Mundo: O caso do padre pedófilo que desafia o Papa

O sacerdote Julio Grassi chega em agosto de 2008 a um tribunal de Morón, perto de Buenos Aires. EFE
Era o padre preferido dos ricos. Um autêntico astro da mídia, o religioso mais famoso da Argentina. Desfilava por todas as televisões nos anos noventa, seu grande momento. Com apoio do Governo de Carlos Menem e de algumas das pessoas mais ricas da Argentina, como Amalita Fortabat, Julio Grassise movia cômodo pelos sets de gravação e arrecadava enormes somas de dinheiro para sua fundação, Felices los Niños (“felizes as crianças”), que chegou a acolher 6.300 menores de rua. Eram tempos duros de ajuste, quando era comum ver crianças sem lar em Buenos Aires. Em 2002, veio o escândalo. O país parou para ver um programa de investigação na TV, o Telenoche, no qual três dessas crianças carentes, que tinham entre 14 e 16 anos de idade e dependiam de Grassi para tudo, contaram os abusos sexuais aos quais ele os submetia. A Argentina emudeceu.

Naquele dia começou uma enorme batalha de poder, com todos os ingredientes habituais de um país acostumado às operações encobertas: espionagem, ameaças, chantagem. Grassi se defendeu com dureza: recorreu a todos seus contatos para alegar inocência, contratou os melhores advogados, e mesmo quando entrou na prisão − em 2013, 11 anos depois − obteve um tratamento privilegiado graças a seus contatos e ao dinheiro da fundação. Mas finalmente a justiça o derrotou: a Corte Suprema argentina confirmou em 23 de março sua sentença de 15 anos de cadeia por abuso sexual com agravante e corrupção de menores.

No entanto, o caso tem um contorno ainda maior. Apesar da política de tolerância zero com os padres pedófilos impulsionada pelo Vaticano, ainda hoje, 15 anos depois da denúncia da TV, Grassi continua sendo padre e usa o colarinho clerical na prisão. O sacerdote afirma que a Igreja ainda o apoia e diz ter o respaldo de ninguém menos que o papa Francisco, Jorge Mario Bergoglio, que era o chefe da Igreja argentina na época do escândalo.
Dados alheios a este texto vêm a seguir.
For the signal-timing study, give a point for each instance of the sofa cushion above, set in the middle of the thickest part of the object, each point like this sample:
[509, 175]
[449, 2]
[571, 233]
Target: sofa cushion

“Bergoglio nunca soltou minha mão. Falo com ele, ele me apoia muito espiritualmente e acredita em mim”, chegou a dizer. Alguns afirmam até mesmo que Bergoglio era seu confessor. Pessoas ligadas ao Papa desmentem essa versão. Admitem que alguma vez Bergoglio pode ter ouvido a confissão de Grassi, mas garantem que isso não era nada estabelecido e os dois não tinham uma relação tão estreita.

O papa nunca disse uma palavra sobre o assunto, nem antes nem depois de ser eleito. “Não apoiou Grassi, não foi visitá-lo na prisão, mas não falou porque não era seu bispo [pertence a Morón, nos arredores de Buenos Aires] e porque havia muitas dúvidas a respeito da culpabilidade. Por trás desse escândalo houve uma operação econômica dos rivais de Grassi em negócios importantes, não estava claro se era uma operação de inteligência”, assinala um religioso argentino ligado ao pontífice. Com relação a outros casos, fora da Argentina, Francisco se mostrou mais próximo das vítimas. Neste, porém, nunca se aproximou delas, apesar de estas terem lhe enviado várias mensagens − às quais não respondeu.
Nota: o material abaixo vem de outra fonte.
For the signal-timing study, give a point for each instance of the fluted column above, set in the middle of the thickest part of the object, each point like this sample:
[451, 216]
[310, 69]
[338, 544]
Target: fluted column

Na Secretaria de Comunicação da Santa Sé explicam que Bergoglio nunca quis se intrometer em um assunto que estava judicializado. “A resposta do Papa é sempre incisiva: máximo respeito à justiça civil, tolerância zero com os culpados e apoio absoluto às vítimas”, asseguram. Além disso, em relação ao apelo das vítimas para que Grassi deixe de ser padre e seja convertido em leigo, assinalam que “a Congregação para a Doutrina da Fé está, exatamente nestes dias, dando as indicações precisas e terminando de examinar a situação para adotar uma resolução definitiva”.

“A eleição do papa Francisco foi recebida com expectativas muito boas pelo mundo, a Igreja tomou uma posição clara sobre a pedofilia. Mas as vítimas de Grassi esperam que [o Papa] diga algo. Uma delas lhe enviou uma carta pedindo que o recebesse e o ajudasse a recuperar a fé perdida com os abusos desse sacerdote, e solicitando também que rebaixasse [Grassi] à condição de leigo. Não houve resposta”, explica Juan Pablo Gallego, advogado das vítimas, que ainda hoje mantêm em segredo sua identidade.

“Em novembro de 2015, fui ao Vaticano e falei por alguns minutos com o Papa para lhe pedir que tenha um gesto para as vítimas”, conta Miriam Lewin, a jornalista que revelou o escândalo em 2002. “Ele me escutou e pensei que faria isso, mas nunca telefonou para as vítimas. Seu discurso contra a pedofilia é muito duro, mas deveria se refletir em fatos concretos neste caso. As vítimas precisam de uma reparação, um pedido de desculpas. Não se entende como Grassi pode continuar sendo padre. Francisco sabe que as feridas nas crianças são muito difíceis de curar, eles dependiam de Grassi para tudo, não tinham família. Agora algumas vítimas [de outros casos, como a irlandesa Marie Collins e o britânico Peter Saunders] abandonaram a comissão do Vaticano para a proteção dos menores. O Papa tem de fazer um gesto importante”, insiste Miriam Lewin.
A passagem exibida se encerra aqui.